The Character shakes his head and begins to explore this weird glitchy world. The restaurant where he was going no longer has a blue highlighting around it but an exciting light band that is disappearing and reappearing. Looking to his left, the blurred building reveals itself to be a local hole in the wall restaurant and small business. As he focuses on that building the blur moves in and out. Buildings appear to be covered in logos of popular brands, glitching in and out. The Character realizes these logos must be the corporations who own the building. He couldn’t shake the feeling that something was very wrong. As if this glitched reality was something he wasn’t supposed to see. He walks down the street, taking in this new reality.

Just as the Character was getting used to this new reality, the glitching stopped. But the Character no longer saw his Neuralink Reality either. Instead, the street was unlike anything he’d seen before. The air was thick with a greenish fog. An awful stench filled his nose as he looked down at the ground. Instead of seeing a helpful guide in the form of his footsteps, he saw old garbage covering cracked pavement. Large pot holes were in the roadway. The buildings around him were crumbling. Cracked concrete, broken windows, dirty facades plagued the street. As he looked down an alley, he realized some old buildings behind the main part of the street had caved in. It looked as though no one had been down that alley in years as moss and other weeds covered the decaying infrastructure.

In the distance, the consume corridor buildings stood with old billboard like signs hanging from the outside of the building. On the top of the Brandenburg was the insignia for Neuralink. If he had been able to see beyond the Gate, the Character would have seen pristine trees line the road but beyond that, clear cut patches where the Tiergarten once was.

As the character explored the street, Neuralink was already notified of a Link disconnection. The hidden backup CCTV surveillance cameras, embedded into the buildings, rooftops, and streets tracked every move of the unknowing Character.

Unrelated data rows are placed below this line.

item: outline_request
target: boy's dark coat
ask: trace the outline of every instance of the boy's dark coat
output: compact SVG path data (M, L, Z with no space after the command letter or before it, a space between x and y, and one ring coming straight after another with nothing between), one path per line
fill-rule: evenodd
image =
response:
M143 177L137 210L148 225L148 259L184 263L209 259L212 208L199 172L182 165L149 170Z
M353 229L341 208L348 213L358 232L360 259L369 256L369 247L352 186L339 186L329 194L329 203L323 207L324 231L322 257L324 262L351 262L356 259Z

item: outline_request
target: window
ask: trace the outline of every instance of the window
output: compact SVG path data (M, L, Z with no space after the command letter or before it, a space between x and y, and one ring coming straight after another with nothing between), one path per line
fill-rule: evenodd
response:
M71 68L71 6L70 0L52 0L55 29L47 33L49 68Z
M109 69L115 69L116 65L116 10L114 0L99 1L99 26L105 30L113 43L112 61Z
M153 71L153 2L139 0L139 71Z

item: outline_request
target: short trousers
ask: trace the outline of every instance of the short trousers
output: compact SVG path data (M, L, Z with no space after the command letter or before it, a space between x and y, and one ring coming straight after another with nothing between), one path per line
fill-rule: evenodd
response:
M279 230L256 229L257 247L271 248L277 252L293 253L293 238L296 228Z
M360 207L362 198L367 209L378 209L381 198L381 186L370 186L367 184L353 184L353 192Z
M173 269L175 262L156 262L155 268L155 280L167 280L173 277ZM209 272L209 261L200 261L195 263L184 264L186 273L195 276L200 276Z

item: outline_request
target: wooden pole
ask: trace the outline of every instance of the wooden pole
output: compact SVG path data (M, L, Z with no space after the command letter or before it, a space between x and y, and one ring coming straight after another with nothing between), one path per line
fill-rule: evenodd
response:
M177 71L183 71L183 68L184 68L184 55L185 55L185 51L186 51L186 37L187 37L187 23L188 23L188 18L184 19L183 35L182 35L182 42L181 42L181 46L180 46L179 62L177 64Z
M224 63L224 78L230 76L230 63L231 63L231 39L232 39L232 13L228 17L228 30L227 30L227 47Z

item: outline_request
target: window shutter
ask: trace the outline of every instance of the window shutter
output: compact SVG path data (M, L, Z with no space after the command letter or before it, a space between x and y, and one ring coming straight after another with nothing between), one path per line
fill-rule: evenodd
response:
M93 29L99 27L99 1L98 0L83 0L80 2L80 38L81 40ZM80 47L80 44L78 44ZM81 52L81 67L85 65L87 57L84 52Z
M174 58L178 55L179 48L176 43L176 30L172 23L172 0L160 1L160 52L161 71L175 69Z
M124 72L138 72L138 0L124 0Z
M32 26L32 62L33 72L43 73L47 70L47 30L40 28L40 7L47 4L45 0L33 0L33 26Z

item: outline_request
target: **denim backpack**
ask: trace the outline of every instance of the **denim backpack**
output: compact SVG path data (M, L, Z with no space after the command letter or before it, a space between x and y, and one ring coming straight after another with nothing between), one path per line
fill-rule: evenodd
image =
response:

It wasn’t safe for civilians to know the truth of the City. Corporations and Governments came together to create a system for Neuralink Disconnection. As the CCTV cameras tracked the Character, security police drones were called to the area to rectify the situation. The Police Drones had to quickly solve the issue before the Character could spread the truth. As the drones fly overhead, the crumbling state of the urban infrastructure and resource depletion is revealed. While Berlin is a beautiful city within the software architecture of the Neuralink, the city doesn’t look healthy in its filter-less state.

While the police drones take care of the Character’s disconnected link, the Berlin_ Mitte_Neuralink_System realizes its under attack. A group or series of individuals seem to be attempting to hack one the Neuralink servers and a satellite.

These name-less, face-less counters have managed to hack apart of the Neuralink System, causing our Character’s Neuralink to glitch out, then eventually turn off. There is a bigger conflict going on between the corporations/governments of Neuralink and an independent legion of hackers and whistleblowers.